A couple of weeks ago, ABC 24 WPTY did a story about the City's shameful failure to follow through on its program to reimburse drivers whose cars are damaged by potholes on city streets. Reporter Jeni DiPrizio found that hundreds of requests filed had yielded only a handful of reimbursements. There was always some reason to decline payment. She did find, though, that Memphis City Attorney Robert Spence had gotten a reimbursement! (Unfortunately, there's no online version of the story, nor video archive available.)
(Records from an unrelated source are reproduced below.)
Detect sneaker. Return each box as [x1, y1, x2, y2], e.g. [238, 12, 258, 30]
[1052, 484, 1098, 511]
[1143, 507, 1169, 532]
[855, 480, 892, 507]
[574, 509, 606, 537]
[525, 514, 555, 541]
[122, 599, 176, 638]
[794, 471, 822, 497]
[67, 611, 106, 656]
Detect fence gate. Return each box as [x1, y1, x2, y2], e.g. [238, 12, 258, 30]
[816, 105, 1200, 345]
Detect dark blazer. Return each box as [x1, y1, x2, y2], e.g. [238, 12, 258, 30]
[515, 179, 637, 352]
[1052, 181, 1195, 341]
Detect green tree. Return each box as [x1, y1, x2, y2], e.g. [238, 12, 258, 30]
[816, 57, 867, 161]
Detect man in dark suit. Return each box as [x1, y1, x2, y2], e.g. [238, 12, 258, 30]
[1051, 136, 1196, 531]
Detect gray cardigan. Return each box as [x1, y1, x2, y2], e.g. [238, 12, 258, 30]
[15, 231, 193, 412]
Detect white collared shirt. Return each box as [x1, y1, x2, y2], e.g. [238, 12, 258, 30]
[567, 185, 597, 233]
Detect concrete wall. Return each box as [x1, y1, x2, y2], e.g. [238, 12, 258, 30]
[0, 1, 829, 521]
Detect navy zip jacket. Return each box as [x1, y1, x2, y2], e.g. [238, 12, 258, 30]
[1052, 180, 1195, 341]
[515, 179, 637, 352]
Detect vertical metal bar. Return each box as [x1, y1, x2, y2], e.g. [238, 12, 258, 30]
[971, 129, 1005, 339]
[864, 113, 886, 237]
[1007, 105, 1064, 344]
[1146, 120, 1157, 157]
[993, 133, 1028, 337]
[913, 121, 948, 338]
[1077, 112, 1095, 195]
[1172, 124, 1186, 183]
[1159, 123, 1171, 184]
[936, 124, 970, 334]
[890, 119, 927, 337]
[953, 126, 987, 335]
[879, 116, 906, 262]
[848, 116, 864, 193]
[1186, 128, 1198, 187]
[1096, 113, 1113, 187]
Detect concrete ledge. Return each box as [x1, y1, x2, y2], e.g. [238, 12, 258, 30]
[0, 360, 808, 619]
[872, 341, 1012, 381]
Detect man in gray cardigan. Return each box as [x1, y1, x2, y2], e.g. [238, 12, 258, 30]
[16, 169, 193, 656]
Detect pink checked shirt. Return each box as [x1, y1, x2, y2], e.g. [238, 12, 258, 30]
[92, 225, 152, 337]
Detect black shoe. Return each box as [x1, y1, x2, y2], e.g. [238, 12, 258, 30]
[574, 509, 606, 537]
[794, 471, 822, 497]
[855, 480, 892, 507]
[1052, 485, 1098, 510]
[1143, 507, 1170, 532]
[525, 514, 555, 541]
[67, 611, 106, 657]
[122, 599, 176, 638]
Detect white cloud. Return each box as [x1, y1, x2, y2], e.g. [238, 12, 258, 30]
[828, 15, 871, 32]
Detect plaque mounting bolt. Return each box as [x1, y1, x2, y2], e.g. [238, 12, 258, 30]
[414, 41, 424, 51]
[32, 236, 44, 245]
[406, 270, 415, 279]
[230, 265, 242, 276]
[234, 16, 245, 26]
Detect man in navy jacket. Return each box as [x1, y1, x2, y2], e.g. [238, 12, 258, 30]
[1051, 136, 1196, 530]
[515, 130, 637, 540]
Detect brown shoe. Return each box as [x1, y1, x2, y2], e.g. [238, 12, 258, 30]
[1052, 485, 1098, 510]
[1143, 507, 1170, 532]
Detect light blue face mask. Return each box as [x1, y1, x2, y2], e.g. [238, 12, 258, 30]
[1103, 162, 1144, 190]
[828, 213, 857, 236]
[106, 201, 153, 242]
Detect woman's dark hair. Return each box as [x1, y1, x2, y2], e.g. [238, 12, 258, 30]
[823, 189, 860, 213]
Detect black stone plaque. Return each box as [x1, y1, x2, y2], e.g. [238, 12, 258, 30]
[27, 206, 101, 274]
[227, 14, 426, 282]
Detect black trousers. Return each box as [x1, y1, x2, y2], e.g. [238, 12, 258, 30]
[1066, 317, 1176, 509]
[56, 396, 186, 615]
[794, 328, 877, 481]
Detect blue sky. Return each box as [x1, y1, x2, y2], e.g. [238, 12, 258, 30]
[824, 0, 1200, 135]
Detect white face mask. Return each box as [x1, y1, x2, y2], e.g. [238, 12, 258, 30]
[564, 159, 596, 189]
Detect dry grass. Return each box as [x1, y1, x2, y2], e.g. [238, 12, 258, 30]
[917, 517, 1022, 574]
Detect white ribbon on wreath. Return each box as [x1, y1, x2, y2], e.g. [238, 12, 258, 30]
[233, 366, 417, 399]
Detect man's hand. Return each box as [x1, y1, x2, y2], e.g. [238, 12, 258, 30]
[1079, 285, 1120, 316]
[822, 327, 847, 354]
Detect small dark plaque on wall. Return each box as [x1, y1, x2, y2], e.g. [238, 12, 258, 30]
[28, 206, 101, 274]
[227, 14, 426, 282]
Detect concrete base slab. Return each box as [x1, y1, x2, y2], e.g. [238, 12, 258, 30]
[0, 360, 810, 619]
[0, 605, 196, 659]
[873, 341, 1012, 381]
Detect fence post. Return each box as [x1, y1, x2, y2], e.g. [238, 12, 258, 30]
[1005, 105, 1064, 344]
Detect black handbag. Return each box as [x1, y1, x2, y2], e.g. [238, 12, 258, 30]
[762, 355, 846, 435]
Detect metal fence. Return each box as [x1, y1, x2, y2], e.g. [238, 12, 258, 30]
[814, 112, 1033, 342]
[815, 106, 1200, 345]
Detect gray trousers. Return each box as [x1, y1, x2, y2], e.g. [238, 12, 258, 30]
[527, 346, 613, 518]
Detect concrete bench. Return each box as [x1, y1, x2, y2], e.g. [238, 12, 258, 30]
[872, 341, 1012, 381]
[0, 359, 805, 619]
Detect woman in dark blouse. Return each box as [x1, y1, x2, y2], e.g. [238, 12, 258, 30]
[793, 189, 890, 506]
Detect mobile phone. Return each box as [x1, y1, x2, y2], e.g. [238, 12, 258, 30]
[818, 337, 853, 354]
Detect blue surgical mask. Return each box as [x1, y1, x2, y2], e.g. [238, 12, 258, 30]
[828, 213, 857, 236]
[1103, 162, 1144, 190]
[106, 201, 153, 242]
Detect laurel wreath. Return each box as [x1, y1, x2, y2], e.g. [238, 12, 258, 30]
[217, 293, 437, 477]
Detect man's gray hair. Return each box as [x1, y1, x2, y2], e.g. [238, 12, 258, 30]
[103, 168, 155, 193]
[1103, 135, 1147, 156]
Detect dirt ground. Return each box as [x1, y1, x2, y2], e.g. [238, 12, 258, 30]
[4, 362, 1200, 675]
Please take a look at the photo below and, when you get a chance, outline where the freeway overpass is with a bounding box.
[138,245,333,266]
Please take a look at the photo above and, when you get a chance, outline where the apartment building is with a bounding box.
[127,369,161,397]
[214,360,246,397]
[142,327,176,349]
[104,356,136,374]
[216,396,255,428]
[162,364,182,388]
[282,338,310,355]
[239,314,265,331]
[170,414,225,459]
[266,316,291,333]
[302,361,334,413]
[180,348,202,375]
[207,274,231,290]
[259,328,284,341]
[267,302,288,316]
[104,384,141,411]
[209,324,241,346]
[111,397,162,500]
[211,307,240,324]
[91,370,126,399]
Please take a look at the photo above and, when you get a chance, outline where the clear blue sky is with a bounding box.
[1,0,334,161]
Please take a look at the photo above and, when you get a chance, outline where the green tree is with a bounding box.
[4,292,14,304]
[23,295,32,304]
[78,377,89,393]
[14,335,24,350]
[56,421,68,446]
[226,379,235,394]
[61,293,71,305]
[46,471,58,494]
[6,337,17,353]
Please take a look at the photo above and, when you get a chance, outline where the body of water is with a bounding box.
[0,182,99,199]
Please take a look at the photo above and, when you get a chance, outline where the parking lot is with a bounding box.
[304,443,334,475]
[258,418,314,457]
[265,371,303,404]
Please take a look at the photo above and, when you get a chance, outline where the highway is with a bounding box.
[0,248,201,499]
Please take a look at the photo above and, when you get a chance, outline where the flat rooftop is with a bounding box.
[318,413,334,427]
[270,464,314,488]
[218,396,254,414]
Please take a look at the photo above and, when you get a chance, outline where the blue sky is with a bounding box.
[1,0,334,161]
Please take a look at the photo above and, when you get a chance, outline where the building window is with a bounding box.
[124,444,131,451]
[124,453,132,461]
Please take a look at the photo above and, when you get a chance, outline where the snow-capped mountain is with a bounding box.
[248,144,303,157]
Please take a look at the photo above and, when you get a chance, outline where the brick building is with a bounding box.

Spence almost immediately filed a lawsuit for $3.5 million against WPTY and DiPrizio. He's alleging libel and slander. (Side note: the story states that he is no longer associated with his former law firm, and is "now in private practice." Is this simply some arcane requirement of city attorneys, to disassociate from potential sources of conflict, or does it mena what it implies: that Spence has a private practice even as he acts as the City's number one legal representative and advisor? I'd like to know.)

Anyway, Spence has been a busy man. Seems that back in August, just as the State Lottery Commission was seeking a law firm to represent it in West Tennessee, he and a partner formed a legal corporation and got the contract within weeks. Unfortunately again for Spence, the law requires the firm to have been in existence for at least three years. He had read the law as meaning that the principals in the firm had to have at least that much experience, not the actual firm itself. Oops!

The devil, as they say, is in the details:
Allan Wade, attorney for the Memphis City Council, and City Atty. Robert Spence formed their partnership in August for the purpose of working with the lottery. Wade said they joined the Waller-led consortium at the suggestion of lottery officials.

"Robert and I individually have more than three years experience, obviously," Wade said. "The issue of stability of the firm was what that (three-year requirement) was designed to address. . . . That was satisfied when they picked Waller and asked us to join that consortium."

The selection of Wade & Spence helped lottery officials toward the goal of 15 percent minority participation in the awarding of contracts.
A cozy arrangement, eh? The firm that gets the contract needs more blacks to satisfy the law. The City's Numero Uno legal eagle quickly slaps together an LLC and joins in, at the request of the State. Kinda like the old gay staple of the "beard," the woman who acts like the girlfriend to provide cover for the closeted gay.

It's a nice, cozy world that Mr. Spence lives in, isn't it?